Benchmarking the System
There are three performance characteristics of Java that we wish to understand: the effectiveness of just-in-time compilation, the cost of portability, and the overall system speed. We therefore benchmarked four different implementations of VCODE:
- JDK: The Java interpreter from Sun's Java Development Kit (JDK), using the VcodeEmulation class described in Section 3.
- JIT: A just-in-time (JIT) Java compiler, also using the VcodeEmulation class. The just-in-time compiler compiles Java bytecodes into machine code as it interprets them for the first time, and then stores the machine code for future reuse.
- Native: The JDK interpreter, using the VcodeNative class. This class is a replacement for the VcodeEmulation class, and uses native C functions similar to those in CVL to implement the vector methods. However, it still uses Java for the vector stack code and for array allocation, because we want these objects to be accessible to Java's garbage collector.
- Vinterp: The existing VCODE interpreter vinterp, written in C and linked against a serial version of the CVL library. This combination has been tuned for asymptotic performance on large vectors, with hand-unrolled loops and a memory management mechanism designed specifically for VCODE.

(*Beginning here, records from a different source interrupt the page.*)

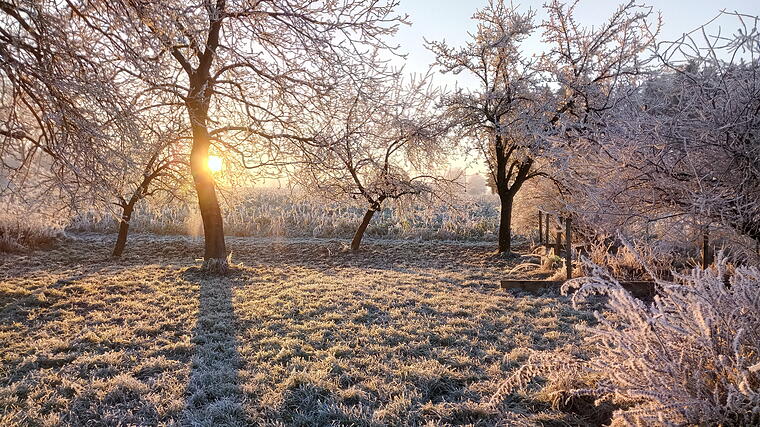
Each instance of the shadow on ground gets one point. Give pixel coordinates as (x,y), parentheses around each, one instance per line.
(214,397)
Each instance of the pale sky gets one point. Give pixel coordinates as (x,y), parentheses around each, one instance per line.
(451,20)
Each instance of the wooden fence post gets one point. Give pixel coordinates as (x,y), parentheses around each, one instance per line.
(540,227)
(569,248)
(706,258)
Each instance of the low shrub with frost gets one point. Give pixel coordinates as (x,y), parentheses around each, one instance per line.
(692,356)
(20,231)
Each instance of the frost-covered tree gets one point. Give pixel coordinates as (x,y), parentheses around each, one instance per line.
(240,69)
(526,109)
(73,125)
(378,139)
(684,143)
(494,115)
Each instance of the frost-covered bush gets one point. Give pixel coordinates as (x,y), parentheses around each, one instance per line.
(20,232)
(692,356)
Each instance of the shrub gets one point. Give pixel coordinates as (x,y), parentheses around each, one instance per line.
(20,232)
(692,356)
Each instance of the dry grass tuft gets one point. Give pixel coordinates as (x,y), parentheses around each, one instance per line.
(298,333)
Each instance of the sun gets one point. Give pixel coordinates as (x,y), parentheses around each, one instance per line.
(215,163)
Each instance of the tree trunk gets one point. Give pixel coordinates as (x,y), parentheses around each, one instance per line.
(505,223)
(121,240)
(362,228)
(215,251)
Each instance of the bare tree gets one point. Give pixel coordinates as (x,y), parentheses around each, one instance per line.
(526,108)
(237,66)
(378,139)
(684,144)
(494,115)
(72,124)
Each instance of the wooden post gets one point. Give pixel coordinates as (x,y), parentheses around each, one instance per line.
(706,258)
(568,248)
(540,227)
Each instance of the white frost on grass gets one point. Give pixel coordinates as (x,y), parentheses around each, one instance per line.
(301,332)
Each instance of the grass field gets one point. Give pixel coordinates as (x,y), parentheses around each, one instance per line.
(301,332)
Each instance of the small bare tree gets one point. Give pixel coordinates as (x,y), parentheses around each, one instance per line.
(236,65)
(684,144)
(72,124)
(527,108)
(377,140)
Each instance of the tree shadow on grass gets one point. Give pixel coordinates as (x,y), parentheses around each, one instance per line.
(214,396)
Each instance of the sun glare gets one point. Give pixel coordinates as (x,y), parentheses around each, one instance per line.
(214,163)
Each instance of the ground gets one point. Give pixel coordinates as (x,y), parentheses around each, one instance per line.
(301,332)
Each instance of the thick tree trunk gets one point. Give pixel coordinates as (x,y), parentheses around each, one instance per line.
(215,251)
(121,240)
(362,228)
(505,223)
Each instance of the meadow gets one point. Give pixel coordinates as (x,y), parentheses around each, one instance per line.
(301,332)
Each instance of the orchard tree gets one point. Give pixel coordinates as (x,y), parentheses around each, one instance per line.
(72,125)
(526,110)
(377,140)
(237,66)
(685,144)
(494,115)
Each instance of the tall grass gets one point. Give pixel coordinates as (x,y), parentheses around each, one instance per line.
(23,231)
(276,213)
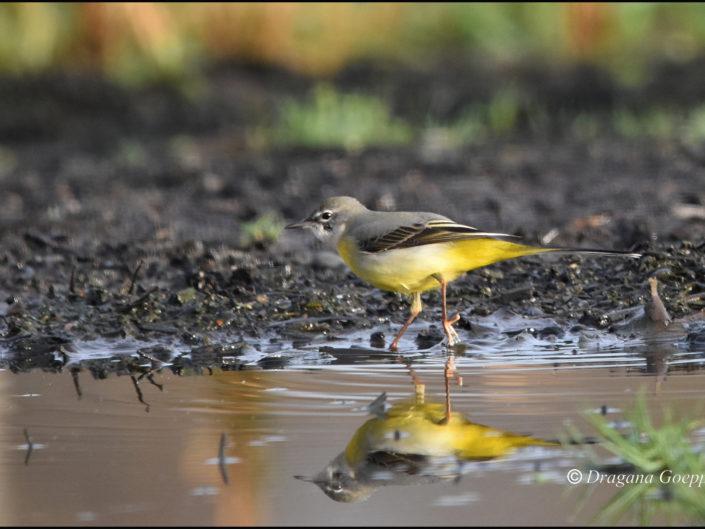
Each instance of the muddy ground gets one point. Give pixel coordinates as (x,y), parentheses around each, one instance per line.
(121,211)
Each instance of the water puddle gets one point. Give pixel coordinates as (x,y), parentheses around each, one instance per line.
(327,430)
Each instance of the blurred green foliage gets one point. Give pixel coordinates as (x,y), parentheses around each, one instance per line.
(663,452)
(332,119)
(262,230)
(138,42)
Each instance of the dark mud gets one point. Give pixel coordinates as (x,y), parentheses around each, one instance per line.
(121,214)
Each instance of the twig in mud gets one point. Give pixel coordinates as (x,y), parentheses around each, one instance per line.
(140,396)
(655,308)
(150,377)
(72,280)
(222,463)
(133,279)
(30,447)
(76,383)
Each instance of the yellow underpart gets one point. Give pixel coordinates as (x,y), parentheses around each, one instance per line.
(410,270)
(412,428)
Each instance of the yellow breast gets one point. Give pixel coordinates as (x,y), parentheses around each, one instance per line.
(410,270)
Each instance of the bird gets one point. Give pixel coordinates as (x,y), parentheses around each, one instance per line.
(412,442)
(413,252)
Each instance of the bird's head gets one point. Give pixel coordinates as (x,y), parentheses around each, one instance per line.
(328,221)
(339,482)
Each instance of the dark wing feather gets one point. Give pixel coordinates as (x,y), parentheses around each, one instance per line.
(418,234)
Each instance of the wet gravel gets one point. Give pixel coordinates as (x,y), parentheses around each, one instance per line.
(134,230)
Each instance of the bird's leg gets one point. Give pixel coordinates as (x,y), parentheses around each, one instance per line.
(415,310)
(448,373)
(452,336)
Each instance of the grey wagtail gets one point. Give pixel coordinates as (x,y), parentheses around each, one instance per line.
(409,443)
(412,252)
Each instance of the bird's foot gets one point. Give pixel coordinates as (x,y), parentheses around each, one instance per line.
(451,372)
(451,334)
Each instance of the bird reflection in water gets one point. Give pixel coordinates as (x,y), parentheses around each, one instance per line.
(413,442)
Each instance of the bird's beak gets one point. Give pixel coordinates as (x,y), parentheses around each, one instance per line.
(298,225)
(307,479)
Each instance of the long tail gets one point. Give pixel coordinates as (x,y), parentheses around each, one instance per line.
(591,251)
(475,253)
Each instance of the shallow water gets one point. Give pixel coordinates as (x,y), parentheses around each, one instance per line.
(109,451)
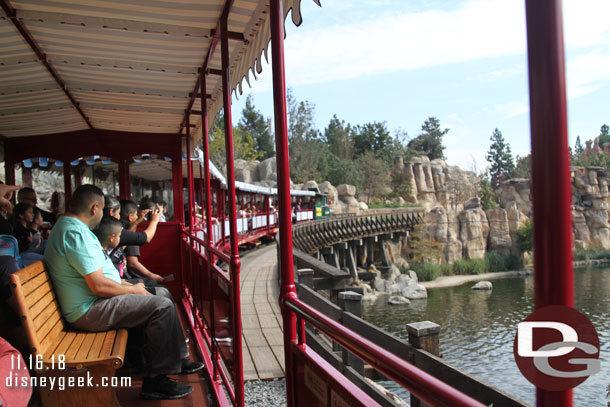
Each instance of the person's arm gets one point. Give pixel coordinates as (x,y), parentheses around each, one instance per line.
(133,262)
(139,220)
(150,231)
(102,286)
(129,238)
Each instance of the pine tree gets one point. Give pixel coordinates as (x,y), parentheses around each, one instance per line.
(500,159)
(578,148)
(430,141)
(253,122)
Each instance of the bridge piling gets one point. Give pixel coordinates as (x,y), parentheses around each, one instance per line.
(424,335)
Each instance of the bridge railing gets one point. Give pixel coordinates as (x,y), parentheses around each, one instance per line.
(358,336)
(312,236)
(350,317)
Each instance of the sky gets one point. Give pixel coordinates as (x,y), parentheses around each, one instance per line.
(461,61)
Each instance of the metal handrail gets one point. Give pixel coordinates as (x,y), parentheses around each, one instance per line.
(423,385)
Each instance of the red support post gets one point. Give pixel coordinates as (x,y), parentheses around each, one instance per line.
(209,241)
(288,289)
(177,181)
(235,262)
(124,182)
(189,169)
(67,184)
(9,174)
(551,184)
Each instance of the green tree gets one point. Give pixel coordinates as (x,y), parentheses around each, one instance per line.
(578,148)
(373,137)
(486,194)
(430,141)
(243,144)
(525,236)
(523,167)
(604,137)
(253,122)
(500,159)
(309,155)
(300,119)
(374,174)
(339,138)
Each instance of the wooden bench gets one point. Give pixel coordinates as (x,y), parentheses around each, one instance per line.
(89,356)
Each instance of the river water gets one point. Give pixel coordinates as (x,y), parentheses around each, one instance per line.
(478,329)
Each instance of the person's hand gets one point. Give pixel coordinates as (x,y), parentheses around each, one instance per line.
(155,216)
(139,289)
(6,193)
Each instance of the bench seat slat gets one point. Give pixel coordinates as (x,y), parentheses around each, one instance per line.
(42,304)
(83,352)
(94,352)
(50,336)
(106,348)
(48,314)
(31,272)
(34,283)
(63,342)
(39,293)
(76,345)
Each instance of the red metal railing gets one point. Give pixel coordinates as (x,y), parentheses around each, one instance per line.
(552,234)
(423,385)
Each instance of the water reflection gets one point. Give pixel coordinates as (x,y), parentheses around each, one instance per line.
(478,329)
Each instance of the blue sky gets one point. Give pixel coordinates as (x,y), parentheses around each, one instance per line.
(463,62)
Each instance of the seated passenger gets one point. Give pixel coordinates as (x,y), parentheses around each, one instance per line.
(108,233)
(129,236)
(28,195)
(159,206)
(30,253)
(92,299)
(36,227)
(130,216)
(6,207)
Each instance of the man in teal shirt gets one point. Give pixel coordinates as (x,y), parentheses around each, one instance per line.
(93,301)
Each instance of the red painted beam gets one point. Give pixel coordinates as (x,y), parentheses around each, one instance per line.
(235,264)
(288,289)
(215,37)
(11,13)
(551,184)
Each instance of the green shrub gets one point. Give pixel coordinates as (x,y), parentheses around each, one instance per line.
(470,266)
(495,261)
(514,263)
(525,236)
(446,269)
(426,271)
(591,254)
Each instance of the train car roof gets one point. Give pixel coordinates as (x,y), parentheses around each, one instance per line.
(246,187)
(128,66)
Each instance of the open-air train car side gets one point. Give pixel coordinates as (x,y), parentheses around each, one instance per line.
(122,79)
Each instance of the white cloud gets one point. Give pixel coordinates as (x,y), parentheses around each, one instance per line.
(587,73)
(406,41)
(455,117)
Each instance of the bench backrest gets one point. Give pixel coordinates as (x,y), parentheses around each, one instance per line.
(38,306)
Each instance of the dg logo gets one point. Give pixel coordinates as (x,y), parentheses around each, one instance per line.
(556,348)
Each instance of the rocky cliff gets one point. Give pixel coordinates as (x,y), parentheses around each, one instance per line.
(465,230)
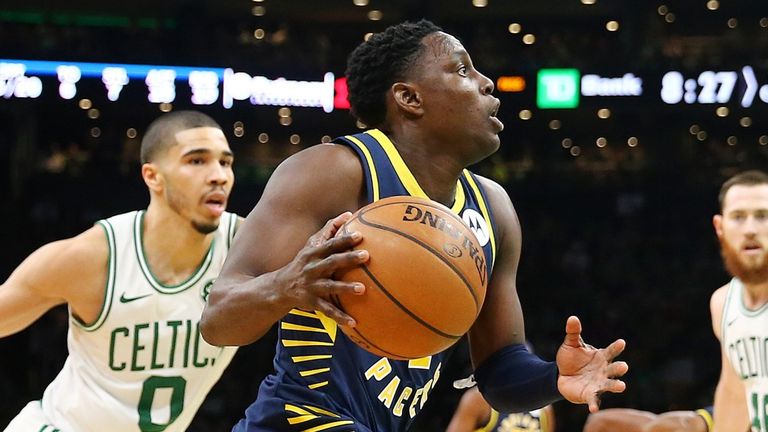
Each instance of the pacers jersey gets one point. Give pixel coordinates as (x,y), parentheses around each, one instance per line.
(323,381)
(532,421)
(745,342)
(142,365)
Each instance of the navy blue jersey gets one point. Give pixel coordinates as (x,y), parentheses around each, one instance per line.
(707,413)
(322,380)
(531,421)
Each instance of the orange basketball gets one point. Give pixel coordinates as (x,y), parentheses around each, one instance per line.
(425,279)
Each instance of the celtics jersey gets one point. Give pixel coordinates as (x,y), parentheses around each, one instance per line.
(322,380)
(745,342)
(531,421)
(142,365)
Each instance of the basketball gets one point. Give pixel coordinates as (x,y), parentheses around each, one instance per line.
(425,279)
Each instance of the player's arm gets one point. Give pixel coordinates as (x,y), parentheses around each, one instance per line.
(618,419)
(730,401)
(678,421)
(473,412)
(510,378)
(272,267)
(60,272)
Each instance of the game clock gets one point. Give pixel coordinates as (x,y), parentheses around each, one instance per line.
(711,87)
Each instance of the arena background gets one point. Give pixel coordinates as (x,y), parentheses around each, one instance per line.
(615,188)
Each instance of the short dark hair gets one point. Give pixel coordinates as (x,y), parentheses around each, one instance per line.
(160,133)
(746,178)
(378,63)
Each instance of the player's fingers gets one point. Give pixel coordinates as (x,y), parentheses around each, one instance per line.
(342,242)
(593,402)
(615,386)
(617,369)
(614,349)
(573,332)
(329,230)
(338,261)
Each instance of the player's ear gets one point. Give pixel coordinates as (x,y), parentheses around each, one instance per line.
(152,176)
(717,222)
(407,98)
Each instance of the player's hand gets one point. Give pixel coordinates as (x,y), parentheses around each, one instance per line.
(307,281)
(585,371)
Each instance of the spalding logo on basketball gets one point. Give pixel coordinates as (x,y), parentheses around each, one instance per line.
(425,279)
(477,224)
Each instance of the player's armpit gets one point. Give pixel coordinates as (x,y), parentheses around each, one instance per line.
(65,271)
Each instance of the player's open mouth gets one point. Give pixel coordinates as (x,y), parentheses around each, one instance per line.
(216,202)
(493,115)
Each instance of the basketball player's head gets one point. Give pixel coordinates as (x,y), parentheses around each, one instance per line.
(412,75)
(742,226)
(187,165)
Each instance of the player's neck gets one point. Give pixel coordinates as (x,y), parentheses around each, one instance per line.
(435,171)
(172,247)
(755,295)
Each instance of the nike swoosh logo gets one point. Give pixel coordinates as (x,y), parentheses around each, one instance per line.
(124,299)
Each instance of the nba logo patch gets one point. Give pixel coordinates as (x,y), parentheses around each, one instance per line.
(477,224)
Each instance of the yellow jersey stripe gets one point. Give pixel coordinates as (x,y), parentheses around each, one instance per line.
(299,359)
(420,363)
(290,326)
(484,210)
(303,313)
(292,343)
(314,371)
(406,176)
(491,422)
(321,411)
(301,419)
(296,409)
(329,425)
(371,165)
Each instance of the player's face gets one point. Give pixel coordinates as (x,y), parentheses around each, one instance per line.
(456,97)
(743,232)
(199,177)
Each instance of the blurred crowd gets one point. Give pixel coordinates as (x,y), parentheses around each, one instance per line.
(619,235)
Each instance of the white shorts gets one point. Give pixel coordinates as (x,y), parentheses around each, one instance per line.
(31,419)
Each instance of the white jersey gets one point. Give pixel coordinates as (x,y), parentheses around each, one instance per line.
(745,340)
(142,365)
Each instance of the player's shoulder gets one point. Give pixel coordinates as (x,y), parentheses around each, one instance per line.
(717,299)
(87,250)
(324,155)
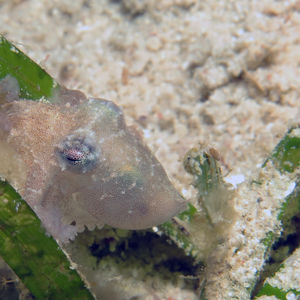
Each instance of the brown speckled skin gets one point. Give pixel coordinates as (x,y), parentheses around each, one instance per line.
(122,184)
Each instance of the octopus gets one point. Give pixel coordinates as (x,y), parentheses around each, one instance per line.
(78,165)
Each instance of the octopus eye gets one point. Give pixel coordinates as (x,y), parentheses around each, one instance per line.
(77,154)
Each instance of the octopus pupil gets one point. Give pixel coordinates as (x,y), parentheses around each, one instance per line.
(78,155)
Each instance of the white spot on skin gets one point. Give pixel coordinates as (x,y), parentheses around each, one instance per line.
(235,180)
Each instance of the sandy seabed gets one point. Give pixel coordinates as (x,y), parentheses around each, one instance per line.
(222,73)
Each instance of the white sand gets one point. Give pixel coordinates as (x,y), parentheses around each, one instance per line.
(225,73)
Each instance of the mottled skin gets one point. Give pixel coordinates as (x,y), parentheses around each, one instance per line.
(77,164)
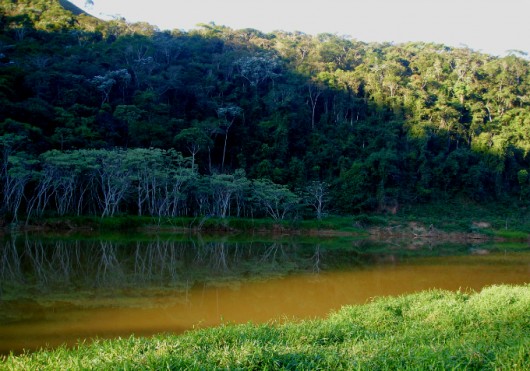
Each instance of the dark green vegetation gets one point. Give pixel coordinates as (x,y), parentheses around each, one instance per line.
(102,118)
(431,330)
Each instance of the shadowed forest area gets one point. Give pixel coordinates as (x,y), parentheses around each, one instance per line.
(106,118)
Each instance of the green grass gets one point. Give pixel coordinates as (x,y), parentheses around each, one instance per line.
(430,330)
(452,216)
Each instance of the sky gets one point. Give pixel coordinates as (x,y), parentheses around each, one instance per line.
(489,26)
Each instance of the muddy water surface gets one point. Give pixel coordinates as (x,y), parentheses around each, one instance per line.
(63,292)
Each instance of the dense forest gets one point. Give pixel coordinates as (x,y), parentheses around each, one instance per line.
(107,117)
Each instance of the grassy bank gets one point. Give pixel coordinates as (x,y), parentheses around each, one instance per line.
(429,330)
(496,220)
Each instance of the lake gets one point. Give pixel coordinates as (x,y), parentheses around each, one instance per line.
(58,289)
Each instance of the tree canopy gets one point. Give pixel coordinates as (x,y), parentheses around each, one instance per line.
(379,124)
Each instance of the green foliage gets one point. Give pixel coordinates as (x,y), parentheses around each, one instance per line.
(429,330)
(383,125)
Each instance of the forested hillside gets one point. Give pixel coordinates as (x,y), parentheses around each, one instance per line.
(109,117)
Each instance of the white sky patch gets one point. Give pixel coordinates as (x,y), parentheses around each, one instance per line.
(490,26)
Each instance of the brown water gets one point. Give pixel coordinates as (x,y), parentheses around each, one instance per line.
(291,296)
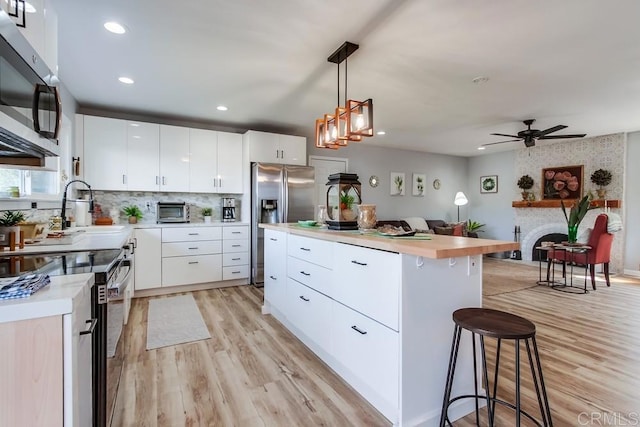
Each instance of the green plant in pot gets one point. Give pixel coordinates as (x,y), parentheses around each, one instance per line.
(525,183)
(601,178)
(9,223)
(576,215)
(133,212)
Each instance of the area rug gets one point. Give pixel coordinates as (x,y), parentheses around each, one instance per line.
(174,320)
(502,276)
(114,326)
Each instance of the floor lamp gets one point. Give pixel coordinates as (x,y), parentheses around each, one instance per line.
(460,200)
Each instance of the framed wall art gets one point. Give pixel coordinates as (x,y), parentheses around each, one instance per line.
(418,184)
(489,184)
(562,182)
(397,184)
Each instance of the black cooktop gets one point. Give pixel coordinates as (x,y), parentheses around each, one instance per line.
(101,262)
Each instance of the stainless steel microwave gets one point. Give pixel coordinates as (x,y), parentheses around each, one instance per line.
(167,212)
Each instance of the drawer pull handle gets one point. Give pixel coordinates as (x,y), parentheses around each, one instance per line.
(355,328)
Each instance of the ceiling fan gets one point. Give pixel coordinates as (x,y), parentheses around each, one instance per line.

Comparing the performance of the JDK interpreter and JIT compiler implementations helps us understand the effectiveness of JIT compiler technology. Comparing the JDK and JIT implementations with the native-methods implementation, which uses compiled C code, lets us study the price of portability. Finally, benchmarking the existing VCODE interpreter enables full end-to-end performance comparisons.
We used three different NESL benchmarks to compare the different implementations of VCODE:
- Least-squares line-fit. This function finds the best fit to a sequence of points. It is simple straight-line code with no conditionals or loops.
- Selection (generalized median-finding). This function uses a recursive randomized algorithm to find the element in a vector that would be at a specified position if the vector were sorted.
- Sparse matrix-vector multiplication. This function multiplies a sparse matrix stored in compressed row format by a dense vector, using a nested data-parallel algorithm.
We give the source code and test data for the benchmarks in Appendix A. Timings for supercomputer platforms have previously been reported [7] [11]. All three benchmarks have asymptotic running times that are linear in the size of the problem.